Mass. looks to line up lucrative CHIPS shot
Region makes play for federal grant aimed at jumpstarting US semiconductor sector
CAN A MASSIVE federal effort to bolster national security in the semiconductor sector also boost the tech economy in the Northeast? That’s the idea behind a sprawling, multistate partnership of 85 organizations that submitted an application this week to the Department of Defense for funding to support defense-related semiconductor research and manufacturing.
The feds will award a total of $1.6 billion over five years to nine regional hubs across the country that will focus on one or more of six areas, including developing new 5G/6G networks, AI hardware, and electronic warfare. It’s the first request for proposals to come out of the 2022 CHIPS and Science Act, a $52 billion bipartisan measure signed by President Biden last August to address growing concern about US reliance on overseas production of computer chips.
“It is all about the ‘reshoring’ of semiconductor manufacturing,” said Christine Nolan, director of the Center for Advanced Manufacturing at the Massachusetts Technology Collaborative. “We lost a big percentage of it in the ‘80s, and now only manufacture about 11 percent [of all chips].”
The Tech. Collaborative, a state agency focused on growing the Massachusetts tech sector, is spearheading the regional proposal, which includes companies, universities, and nonprofit entities across all six New England states plus New York and New Jersey.

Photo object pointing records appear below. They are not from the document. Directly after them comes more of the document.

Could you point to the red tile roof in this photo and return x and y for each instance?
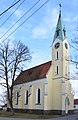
(35, 73)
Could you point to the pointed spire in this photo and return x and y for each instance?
(60, 32)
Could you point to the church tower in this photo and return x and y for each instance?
(61, 70)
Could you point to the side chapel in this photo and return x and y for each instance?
(46, 88)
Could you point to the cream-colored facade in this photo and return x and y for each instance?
(53, 93)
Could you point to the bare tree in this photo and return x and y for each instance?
(12, 57)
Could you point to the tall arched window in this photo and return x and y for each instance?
(38, 96)
(57, 70)
(26, 97)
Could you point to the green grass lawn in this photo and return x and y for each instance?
(25, 115)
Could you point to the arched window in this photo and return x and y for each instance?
(38, 96)
(57, 70)
(26, 97)
(57, 55)
(17, 95)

“The extraordinary concentration of colleges and universities in the Commonwealth along with existing workforce development partnerships between companies and community colleges uniquely position Massachusetts as a leading supplier of the skilled, innovative workforce that will be crucial to powering this hub,” said the letter from the Mass. delegation.
Gov. Maura Healey has also been touting the proposal. “Massachusetts has long been a leader on innovation and technology. This proposal would build on that legacy by investing in groundbreaking research, programs to train a highly skilled workforce of tomorrow, and resources for new startups and ventures,” she said in a statement.
While the proposed work to bring semiconductor technology from research into manufacturing – “lab to fab” (short for fabrication) has become the mantra – would tap top scientists at MIT, New York University, and other institutions, it would rely on workers at all levels. Community colleges – and even high schools – are part of the workforce infrastructure that would help power a regional hub in the Northeast, Nolan said.
But she said the seeds for that are already planted, pointing to a state initiative that’s already bringing the kind of training needed for jobs in the project to Massachusetts high schools. She cited Fitchburg High School, which has an Innovations Pathway in advanced manufacturing. “They take courses in computer integrated manufacturing, robotics, and 3D printing,” Nolan said.
The regional application hit a bump in the road the day after it was filed. State House News Service reported that a supplemental budget bill passed Wednesday by the Massachusetts House included $585 million in bonding from a bill Healey filed in January, but left out $200 million the governor proposed for matching funds to support CHIPS Act grants.
The grant to the Defense Department was anticipating $40 million in state matching funds, but the door to that money isn’t necessarily closed. House Ways and Means chairman Aaron Michlewitz told the News Service the parts of Healey’s bond bill that weren’t initially passed by the House “are still under consideration.”The federal government will be looking for proposals that have projects that are “shovel ready,” said Nolan. “And we believe in Massachusetts we are well set up to do that.” She wasn’t ready to handicap the proposal’s chances with a hard number, but said she’s relying on “the power of positive thinking.”